TLDRs
- Eclipse’s Cerebras investment generates a $2.5B return from IPO milestone exit.
- Venture firm’s physical-world tech thesis gains strong validation through hardware bets.
- Robotics, chips, and defense startups attract billions in late-stage funding rounds.
- AI, capital, and policy alignment accelerate shift toward industrial tech investment.
Eclipse Ventures is celebrating one of its most significant wins to date after its early investment in Cerebras Systems translated into a $2.5 billion windfall following the chipmaker’s public market debut.
The exit marks a defining moment for the venture firm’s long-standing bet that the future of technology would extend far beyond software into the physical world.
Cerebras’ IPO valuation of $185 per share triggered a 17x return on Eclipse’s total $147 million investment, which was built gradually from its initial $6.5 million Series A entry in 2016. The outcome now stands as one of the clearest validations of Eclipse’s thesis: that industries tied to manufacturing, infrastructure, and hardware would become central to the next wave of tech value creation.

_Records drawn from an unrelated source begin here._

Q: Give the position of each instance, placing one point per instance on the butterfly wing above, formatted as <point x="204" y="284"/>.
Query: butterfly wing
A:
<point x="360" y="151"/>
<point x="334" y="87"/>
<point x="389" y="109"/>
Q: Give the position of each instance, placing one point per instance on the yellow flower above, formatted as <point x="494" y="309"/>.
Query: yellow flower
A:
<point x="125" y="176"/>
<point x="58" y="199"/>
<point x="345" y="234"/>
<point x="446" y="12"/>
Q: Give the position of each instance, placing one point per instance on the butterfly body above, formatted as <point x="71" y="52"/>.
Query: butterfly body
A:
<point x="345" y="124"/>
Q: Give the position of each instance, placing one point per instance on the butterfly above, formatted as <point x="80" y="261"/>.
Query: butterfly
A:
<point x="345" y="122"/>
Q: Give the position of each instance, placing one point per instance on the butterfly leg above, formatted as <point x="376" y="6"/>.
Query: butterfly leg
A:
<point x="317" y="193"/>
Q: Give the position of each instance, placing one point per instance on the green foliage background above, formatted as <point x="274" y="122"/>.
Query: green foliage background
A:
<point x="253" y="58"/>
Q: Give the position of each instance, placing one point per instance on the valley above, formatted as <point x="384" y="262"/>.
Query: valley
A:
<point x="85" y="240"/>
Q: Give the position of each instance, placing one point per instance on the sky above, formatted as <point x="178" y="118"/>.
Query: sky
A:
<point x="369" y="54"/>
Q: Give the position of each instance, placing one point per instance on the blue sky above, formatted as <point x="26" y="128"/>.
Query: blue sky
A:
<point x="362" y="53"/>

From SaaS Skepticism to Hardware Surge
When Eclipse Ventures was founded in 2015 by Lior Susan, the firm’s focus on “digitizing the physical world” was far from mainstream in Silicon Valley. At the time, venture capital was heavily concentrated in SaaS and enterprise software, leaving hardware and industrial innovation largely overlooked.

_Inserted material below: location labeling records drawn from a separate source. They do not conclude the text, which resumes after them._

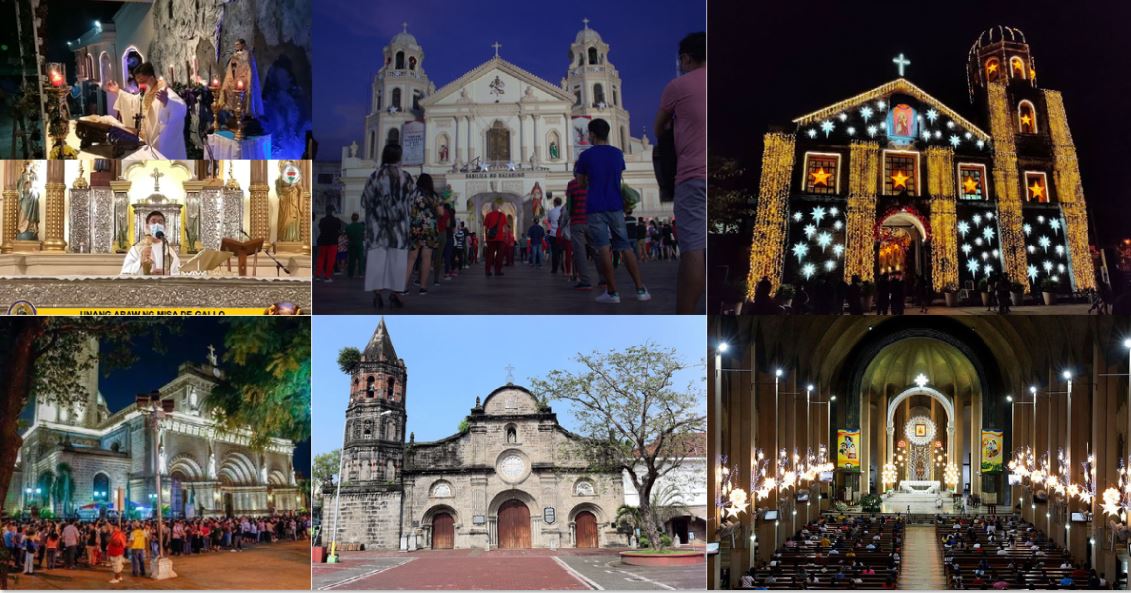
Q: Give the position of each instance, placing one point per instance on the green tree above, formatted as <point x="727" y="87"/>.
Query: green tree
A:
<point x="266" y="383"/>
<point x="631" y="417"/>
<point x="325" y="466"/>
<point x="37" y="355"/>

That sentiment has shifted dramatically over the past decade. Today, semiconductor leaders such as TSMC and Micron are hitting record highs, and investor appetite for deep-tech startups is accelerating. According to Susan, the shift reflects a broader realization that software alone no longer guarantees durable competitive advantage.
He argues that modern AI tools and “vibe coding” systems have lowered barriers to software creation, weakening traditional software moats and increasing the value of industries where physical constraints still dominate. In his view, fabrication, robotics, and industrial manufacturing remain protected by real-world complexity that software alone cannot replicate.
Billions Flow Into Deep Tech Startups
Eclipse’s broader portfolio underscores this momentum. The firm reports that its companies across robotics, energy, defense, and infrastructure collectively raised nearly $15 billion from outside investors last year alone. In the first quarter of 2026, that figure already reached $4.5 billion, signaling sustained acceleration in late-stage funding activity.
Several standout funding rounds highlight the trend. Autonomous driving startup Wayve secured $1.2 billion, defense technology firm True Anomaly raised $650 million, robotics company Bedrock Robotics brought in $270 million, and infrastructure-focused Oxide Computer added $200 million in fresh capital. Notably, Eclipse served as the Series A investor in all four companies, reinforcing its early positioning in physical-world technologies.
This level of follow-on investment marks a dramatic shift from the firm’s early years, when its entire portfolio collectively raised less than $4 billion over an eight-year span. The contrast reflects both growing investor confidence and expanding demand for industrial-scale innovation.
AI, Capital, and Policy Alignment
While artificial intelligence is a major catalyst behind the surge in physical-tech investment, Eclipse argues that the trend is driven by a broader convergence of forces. Capital availability, workforce migration, customer demand, and government policy are all aligning to support the growth of hardware-heavy industries.
Susan points to increased U.S. government support through subsidies and favorable regulation as a key accelerant, alongside rising institutional interest in semiconductors, robotics, space systems, and advanced manufacturing. He believes these combined forces represent a rare historical alignment between technology innovation and industrial policy.
“This is the first time I believe in America ever, from Henry Ford and Carnegie, those five forces are aligned,” Susan said. “For builders like us, this is the best time to build those companies.”
As Cerebras’ blockbuster IPO demonstrates, Eclipse’s early conviction in physical-world technology is no longer a niche bet, it is rapidly becoming one of the most lucrative themes in venture capital.